Exploring Fermi's Paradox using an Intragalactic Colonization Model

TL;DR

This paper models interstellar civilization dispersal and conflicts to investigate Fermi's Paradox, revealing how civilization growth balance affects galaxy colonization patterns and the potential persistence of small civilizations.

Contribution

It introduces a novel simulation framework combining differential equations, a battle model, and Unity engine to analyze galaxy-wide colonization and conflict dynamics.

Findings

Civilizations can collapse if growth is unbalanced.

Dominating civilizations create large spatial gaps.

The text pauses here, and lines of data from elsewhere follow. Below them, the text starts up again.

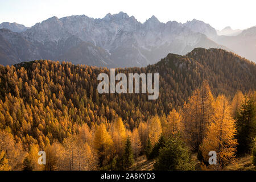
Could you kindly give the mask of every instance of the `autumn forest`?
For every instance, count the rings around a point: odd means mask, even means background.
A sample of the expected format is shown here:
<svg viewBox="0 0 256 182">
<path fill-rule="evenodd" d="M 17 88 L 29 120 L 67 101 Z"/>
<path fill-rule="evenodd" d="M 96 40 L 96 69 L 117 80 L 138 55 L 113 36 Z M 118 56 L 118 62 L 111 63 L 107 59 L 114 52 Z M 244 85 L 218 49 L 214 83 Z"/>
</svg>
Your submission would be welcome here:
<svg viewBox="0 0 256 182">
<path fill-rule="evenodd" d="M 0 65 L 0 170 L 126 170 L 143 156 L 154 170 L 226 169 L 247 156 L 255 170 L 255 63 L 196 48 L 115 72 L 159 73 L 159 98 L 99 94 L 97 76 L 109 75 L 106 68 L 42 60 Z"/>
</svg>

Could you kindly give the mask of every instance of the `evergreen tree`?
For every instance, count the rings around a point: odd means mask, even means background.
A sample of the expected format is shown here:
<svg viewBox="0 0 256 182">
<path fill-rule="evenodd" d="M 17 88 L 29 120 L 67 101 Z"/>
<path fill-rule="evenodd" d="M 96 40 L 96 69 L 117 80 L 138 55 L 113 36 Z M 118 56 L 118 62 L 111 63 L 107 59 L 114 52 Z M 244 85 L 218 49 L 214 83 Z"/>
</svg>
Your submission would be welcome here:
<svg viewBox="0 0 256 182">
<path fill-rule="evenodd" d="M 236 121 L 238 155 L 250 153 L 256 135 L 256 106 L 253 98 L 245 97 Z"/>
<path fill-rule="evenodd" d="M 151 142 L 150 141 L 150 138 L 148 138 L 147 139 L 147 145 L 145 147 L 145 154 L 146 156 L 147 157 L 147 159 L 149 159 L 150 153 L 152 151 L 152 144 Z"/>
<path fill-rule="evenodd" d="M 5 152 L 0 152 L 0 171 L 10 171 L 11 167 L 8 164 L 8 160 L 5 158 Z"/>
<path fill-rule="evenodd" d="M 253 164 L 256 166 L 256 146 L 253 150 Z"/>
<path fill-rule="evenodd" d="M 156 158 L 159 155 L 159 151 L 162 147 L 164 146 L 166 144 L 166 139 L 163 135 L 161 135 L 161 136 L 158 139 L 158 142 L 155 144 L 151 152 L 148 156 L 148 159 L 152 159 Z"/>
<path fill-rule="evenodd" d="M 131 167 L 134 162 L 130 136 L 128 136 L 126 139 L 126 143 L 125 144 L 125 154 L 123 156 L 123 167 L 125 169 L 127 169 L 129 167 Z"/>
<path fill-rule="evenodd" d="M 192 170 L 191 157 L 189 149 L 177 135 L 170 136 L 154 167 L 155 170 Z"/>
</svg>

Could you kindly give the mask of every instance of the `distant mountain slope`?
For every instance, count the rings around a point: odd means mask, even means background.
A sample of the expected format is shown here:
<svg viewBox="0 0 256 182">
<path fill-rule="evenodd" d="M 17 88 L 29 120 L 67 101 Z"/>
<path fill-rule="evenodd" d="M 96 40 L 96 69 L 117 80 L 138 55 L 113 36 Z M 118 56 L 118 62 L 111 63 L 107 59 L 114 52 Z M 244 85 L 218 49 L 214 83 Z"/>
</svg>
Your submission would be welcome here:
<svg viewBox="0 0 256 182">
<path fill-rule="evenodd" d="M 21 32 L 26 31 L 28 27 L 16 23 L 3 22 L 0 24 L 0 28 L 6 28 L 14 32 Z"/>
<path fill-rule="evenodd" d="M 221 31 L 217 30 L 217 34 L 218 35 L 236 36 L 242 32 L 242 30 L 233 30 L 230 27 L 226 27 Z"/>
<path fill-rule="evenodd" d="M 0 36 L 11 46 L 21 47 L 19 42 L 10 43 L 11 38 L 2 33 Z M 175 21 L 163 23 L 152 16 L 141 23 L 122 12 L 108 14 L 102 19 L 85 15 L 53 16 L 19 36 L 36 50 L 36 53 L 33 51 L 33 57 L 109 67 L 144 67 L 170 52 L 184 55 L 198 47 L 229 50 L 209 38 L 216 36 L 216 31 L 203 22 L 194 19 L 184 24 Z M 2 47 L 10 49 L 4 45 Z M 32 56 L 31 49 L 22 48 L 19 52 L 23 57 L 16 54 L 14 57 L 6 51 L 1 53 L 0 64 L 32 60 L 24 59 L 26 54 L 27 58 Z"/>
<path fill-rule="evenodd" d="M 215 42 L 236 53 L 256 62 L 256 26 L 243 30 L 237 36 L 218 36 Z"/>
<path fill-rule="evenodd" d="M 105 68 L 48 60 L 0 66 L 0 129 L 10 131 L 24 143 L 35 139 L 43 144 L 46 136 L 63 141 L 77 125 L 86 123 L 93 128 L 117 116 L 132 130 L 156 114 L 179 109 L 203 80 L 215 96 L 256 88 L 255 64 L 217 49 L 197 48 L 186 56 L 170 53 L 156 64 L 115 72 L 159 73 L 159 98 L 98 94 L 98 74 L 110 74 Z"/>
</svg>

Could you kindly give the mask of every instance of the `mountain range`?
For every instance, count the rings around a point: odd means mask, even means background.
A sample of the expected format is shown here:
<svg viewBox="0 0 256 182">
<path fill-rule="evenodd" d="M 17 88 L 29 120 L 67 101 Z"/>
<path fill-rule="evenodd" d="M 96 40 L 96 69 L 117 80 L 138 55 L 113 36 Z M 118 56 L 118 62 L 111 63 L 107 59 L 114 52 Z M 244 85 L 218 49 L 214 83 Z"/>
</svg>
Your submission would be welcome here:
<svg viewBox="0 0 256 182">
<path fill-rule="evenodd" d="M 141 23 L 120 12 L 102 19 L 84 15 L 53 16 L 30 28 L 9 23 L 0 27 L 3 65 L 48 59 L 98 67 L 141 67 L 169 53 L 184 55 L 197 47 L 221 48 L 256 61 L 256 27 L 236 36 L 219 35 L 209 24 L 195 19 L 164 23 L 152 16 Z"/>
</svg>

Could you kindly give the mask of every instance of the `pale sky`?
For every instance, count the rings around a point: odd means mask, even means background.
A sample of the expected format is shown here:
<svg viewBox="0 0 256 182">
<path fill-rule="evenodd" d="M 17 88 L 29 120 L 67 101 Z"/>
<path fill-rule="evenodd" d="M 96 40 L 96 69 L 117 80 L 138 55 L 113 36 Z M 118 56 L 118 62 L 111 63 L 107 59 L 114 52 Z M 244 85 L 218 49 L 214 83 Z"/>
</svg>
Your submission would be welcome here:
<svg viewBox="0 0 256 182">
<path fill-rule="evenodd" d="M 49 18 L 85 15 L 102 18 L 110 13 L 126 13 L 141 23 L 154 15 L 160 22 L 185 23 L 193 18 L 221 30 L 256 26 L 255 0 L 0 0 L 0 23 L 30 27 Z"/>
</svg>

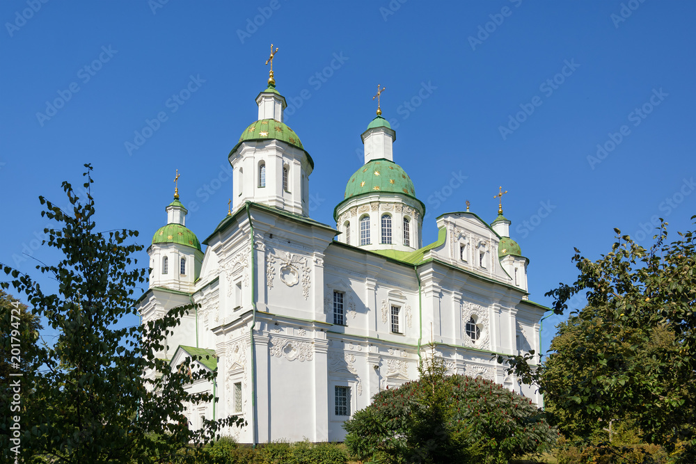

Small civilizations may persist in gaps left by larger ones.

Abstract

We explore Fermi's Paradox via a system of differential equations and using simulations of dispersal and interactions between competing interplanetary civilizations. To quantify the resources and potentials of these worlds, three different state variables representing population, environment, and technology, are used. When encounters occur between two different civilizations, the deterministic Lanchester Battle Model is used to determine the outcome of the conflict. We use the Unity engine to simulate the possible outcomes of colonization by different types of civilizations to further investigate Fermi's question. When growth rates of population, technology and nature are out of balance, planetary civilizations can collapse. If the balance is adequate, then some civilizations can develop into dominating ones; nevertheless, they leave large spatial gaps in the distribution of their colonies. The unexpected result is that small civilizations can be left in existence by dominating civilizations in a galaxy due to those large gaps. Our results provide some insights into the validity of various solutions to Fermi's Paradox.